Obesidade é uma doença crônica caracterizada pelo excesso de gordura no corpo.

Trata-se de uma das patologias crônicas mais comuns, afetando 650 milhões de pessoas no planeta, segundo a OMS (Organização Mundial da Saúde).

A obesidade já atinge 25,7% dos brasileiros – percentual que correspondia a 11,8% em 2006, de acordo com o relatório Vigitel 2024.

Esses dados são preocupantes, pois revelam um crescimento veloz da doença no país, com consequente aumento no risco de doenças cardiovasculares e mortes prematuras (que afetam pessoas entre 30 e 69 anos).

Somente entre 2010 e 2021, o Brasil registrou 24.678 óbitos prematuros por obesidade, conforme o Sistema de Informações sobre Mortalidade (SIM) do Ministério da Saúde.

Qual a diferença entre sobrepeso e obesidade?

Enquanto a obesidade é uma doença, o sobrepeso é uma condição intermediária em que o indivíduo começou a acumular gordura em excesso.

Ou seja, embora não esteja obeso, ele ultrapassou o limite de peso considerado saudável para sua altura, idade e composição corporal.

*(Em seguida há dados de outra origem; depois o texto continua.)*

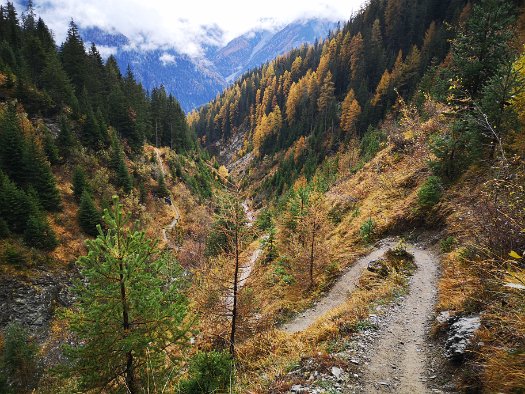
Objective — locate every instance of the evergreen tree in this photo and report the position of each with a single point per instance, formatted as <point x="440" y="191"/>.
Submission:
<point x="162" y="189"/>
<point x="79" y="182"/>
<point x="480" y="48"/>
<point x="12" y="146"/>
<point x="57" y="84"/>
<point x="15" y="205"/>
<point x="39" y="234"/>
<point x="50" y="148"/>
<point x="74" y="57"/>
<point x="130" y="308"/>
<point x="38" y="174"/>
<point x="66" y="138"/>
<point x="88" y="215"/>
<point x="122" y="177"/>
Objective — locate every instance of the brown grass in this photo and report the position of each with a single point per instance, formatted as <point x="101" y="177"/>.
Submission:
<point x="269" y="354"/>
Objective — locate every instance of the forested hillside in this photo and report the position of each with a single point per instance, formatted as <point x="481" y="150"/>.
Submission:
<point x="316" y="98"/>
<point x="349" y="217"/>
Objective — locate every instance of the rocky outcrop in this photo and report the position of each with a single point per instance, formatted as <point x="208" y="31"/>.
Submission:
<point x="32" y="300"/>
<point x="459" y="336"/>
<point x="379" y="267"/>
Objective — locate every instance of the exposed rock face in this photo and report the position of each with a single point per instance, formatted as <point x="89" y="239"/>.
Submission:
<point x="379" y="267"/>
<point x="460" y="337"/>
<point x="32" y="301"/>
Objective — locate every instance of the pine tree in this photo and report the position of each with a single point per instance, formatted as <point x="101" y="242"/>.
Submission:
<point x="12" y="146"/>
<point x="88" y="215"/>
<point x="79" y="182"/>
<point x="162" y="190"/>
<point x="74" y="58"/>
<point x="66" y="138"/>
<point x="50" y="148"/>
<point x="15" y="205"/>
<point x="130" y="309"/>
<point x="122" y="177"/>
<point x="480" y="48"/>
<point x="39" y="234"/>
<point x="38" y="174"/>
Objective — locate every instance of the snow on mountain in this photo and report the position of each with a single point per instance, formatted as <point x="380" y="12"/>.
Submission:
<point x="196" y="81"/>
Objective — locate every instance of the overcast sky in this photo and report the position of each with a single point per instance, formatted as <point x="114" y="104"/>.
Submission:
<point x="185" y="25"/>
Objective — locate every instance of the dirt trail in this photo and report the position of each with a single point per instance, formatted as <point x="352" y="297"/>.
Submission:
<point x="398" y="358"/>
<point x="339" y="292"/>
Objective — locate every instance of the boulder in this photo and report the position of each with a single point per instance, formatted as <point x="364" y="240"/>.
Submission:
<point x="32" y="301"/>
<point x="460" y="337"/>
<point x="379" y="267"/>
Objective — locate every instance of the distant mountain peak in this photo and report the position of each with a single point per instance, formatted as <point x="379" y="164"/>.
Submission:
<point x="196" y="81"/>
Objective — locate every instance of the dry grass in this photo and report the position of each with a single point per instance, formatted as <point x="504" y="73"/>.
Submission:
<point x="270" y="354"/>
<point x="459" y="285"/>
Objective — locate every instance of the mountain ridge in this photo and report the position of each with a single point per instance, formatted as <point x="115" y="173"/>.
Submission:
<point x="196" y="81"/>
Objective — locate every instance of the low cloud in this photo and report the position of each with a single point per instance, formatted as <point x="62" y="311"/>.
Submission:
<point x="166" y="59"/>
<point x="185" y="26"/>
<point x="106" y="51"/>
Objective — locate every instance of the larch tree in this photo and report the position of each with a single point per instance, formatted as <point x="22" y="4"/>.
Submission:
<point x="130" y="318"/>
<point x="326" y="100"/>
<point x="226" y="242"/>
<point x="350" y="111"/>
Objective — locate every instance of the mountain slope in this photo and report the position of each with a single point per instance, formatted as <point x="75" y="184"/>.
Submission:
<point x="197" y="81"/>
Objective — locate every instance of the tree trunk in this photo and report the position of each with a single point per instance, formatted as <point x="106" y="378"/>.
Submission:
<point x="130" y="378"/>
<point x="235" y="285"/>
<point x="312" y="257"/>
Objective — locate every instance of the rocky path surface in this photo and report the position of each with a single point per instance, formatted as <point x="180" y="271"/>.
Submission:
<point x="339" y="292"/>
<point x="394" y="355"/>
<point x="398" y="358"/>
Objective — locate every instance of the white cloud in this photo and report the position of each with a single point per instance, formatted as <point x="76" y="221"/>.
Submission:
<point x="185" y="26"/>
<point x="166" y="59"/>
<point x="106" y="51"/>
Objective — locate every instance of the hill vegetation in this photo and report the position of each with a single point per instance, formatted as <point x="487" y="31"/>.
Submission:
<point x="407" y="121"/>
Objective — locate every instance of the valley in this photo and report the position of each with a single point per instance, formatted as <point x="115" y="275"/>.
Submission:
<point x="342" y="211"/>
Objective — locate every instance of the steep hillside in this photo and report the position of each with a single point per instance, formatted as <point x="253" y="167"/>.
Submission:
<point x="196" y="81"/>
<point x="321" y="96"/>
<point x="361" y="228"/>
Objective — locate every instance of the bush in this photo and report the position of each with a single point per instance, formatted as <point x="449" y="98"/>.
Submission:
<point x="430" y="193"/>
<point x="371" y="143"/>
<point x="15" y="255"/>
<point x="209" y="373"/>
<point x="447" y="244"/>
<point x="367" y="230"/>
<point x="19" y="357"/>
<point x="39" y="233"/>
<point x="88" y="215"/>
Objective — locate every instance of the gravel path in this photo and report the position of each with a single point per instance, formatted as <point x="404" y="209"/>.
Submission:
<point x="398" y="358"/>
<point x="339" y="292"/>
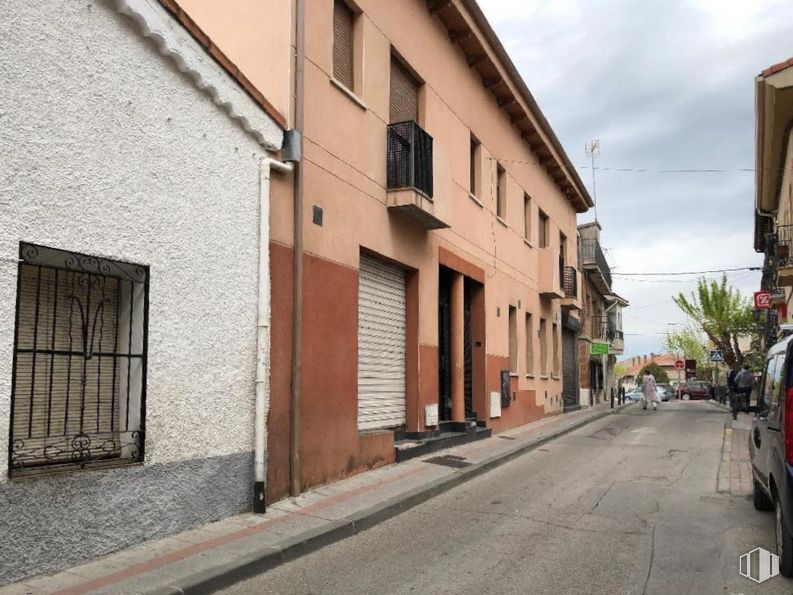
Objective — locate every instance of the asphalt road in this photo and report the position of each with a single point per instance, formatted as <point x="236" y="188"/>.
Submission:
<point x="627" y="504"/>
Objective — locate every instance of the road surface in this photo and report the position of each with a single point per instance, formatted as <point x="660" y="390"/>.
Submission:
<point x="627" y="504"/>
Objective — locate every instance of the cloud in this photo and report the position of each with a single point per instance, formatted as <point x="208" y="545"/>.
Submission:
<point x="663" y="85"/>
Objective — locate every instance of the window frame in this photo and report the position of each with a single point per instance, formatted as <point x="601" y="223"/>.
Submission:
<point x="76" y="450"/>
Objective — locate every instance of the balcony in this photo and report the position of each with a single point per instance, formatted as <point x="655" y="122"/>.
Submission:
<point x="592" y="259"/>
<point x="781" y="253"/>
<point x="409" y="175"/>
<point x="550" y="273"/>
<point x="570" y="287"/>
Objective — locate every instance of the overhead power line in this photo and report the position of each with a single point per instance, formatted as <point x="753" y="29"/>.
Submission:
<point x="676" y="273"/>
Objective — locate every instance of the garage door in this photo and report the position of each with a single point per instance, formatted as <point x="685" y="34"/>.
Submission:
<point x="381" y="345"/>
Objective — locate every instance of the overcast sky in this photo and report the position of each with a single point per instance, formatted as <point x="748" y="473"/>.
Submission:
<point x="663" y="85"/>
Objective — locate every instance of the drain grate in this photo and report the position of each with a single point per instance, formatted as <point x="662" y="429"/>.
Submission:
<point x="449" y="461"/>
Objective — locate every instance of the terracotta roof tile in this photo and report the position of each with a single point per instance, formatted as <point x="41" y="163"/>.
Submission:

O que é obesidade mórbida?

Obesidade mórbida é a forma mais grave da doença, quando o IMC é maior ou igual a 40 kg/m2.

IMC é o Índice de Massa Corporal, uma ferramenta utilizada para classificar o sobrepeso e os graus de obesidade.

Doença obesidade


Obesidade é uma doença crônica caracterizada pelo excesso de gordura no corpo

Quando é considerado obesidade?

Quando o IMC é maior ou igual a 30 kg/m2, fica caracterizada a obesidade.

Esse índice permite relacionar o peso à altura, resultando em uma classificação para as faixas de peso normal, abaixo ou acima do ideal.

O cálculo do IMC é feito a partir da divisão do peso (em kg) pelo quadrado da altura (em metros).

A partir do resultado, dá para classificar o IMC como:

  • Abaixo do peso: IMC menor que 18,5 
  • Peso normal: IMC entre 18,5 e 24,9
  • Sobrepeso: IMC entre 25 e 29,9
  • Obesidade: IMC igual ou acima de 30. 

Importante dizer que essa classificação vale para adultos e idosos, pois crianças e adolescentes têm o IMC calculado de acordo com percentuais que consideram o desenvolvimento esperado para cada faixa etária.

Como saber o grau de obesidade?

A obesidade é subdividida em três graus diferentes, considerando a gravidade da doença:

  • Obesidade grau I: IMC entre 30 e 34,9
  • Obesidade grau II: IMC entre 35 e 39,9
  • Obesidade grau III (obesidade mórbida): IMC a partir de 40.

De acordo com dados do Sistema de Vigilância Alimentar e Nutricional (SISVAN) do Ministério da Saúde, 6,7 milhões de brasileiros são obesos, sendo que a obesidade mórbida afeta mais de 863 mil pessoas no país.

Outros 1,6 milhões de indivíduos sofrem com a obesidade grau II (7,7% da população brasileira), e 20% das pessoas monitoradas apresentam obesidade grau I.

O que causa obesidade?

A obesidade tem causa multifatorial, envolvendo fatores nutricionais, fisiológicos, genéticos, psicológicos, comportamentais e ambientais.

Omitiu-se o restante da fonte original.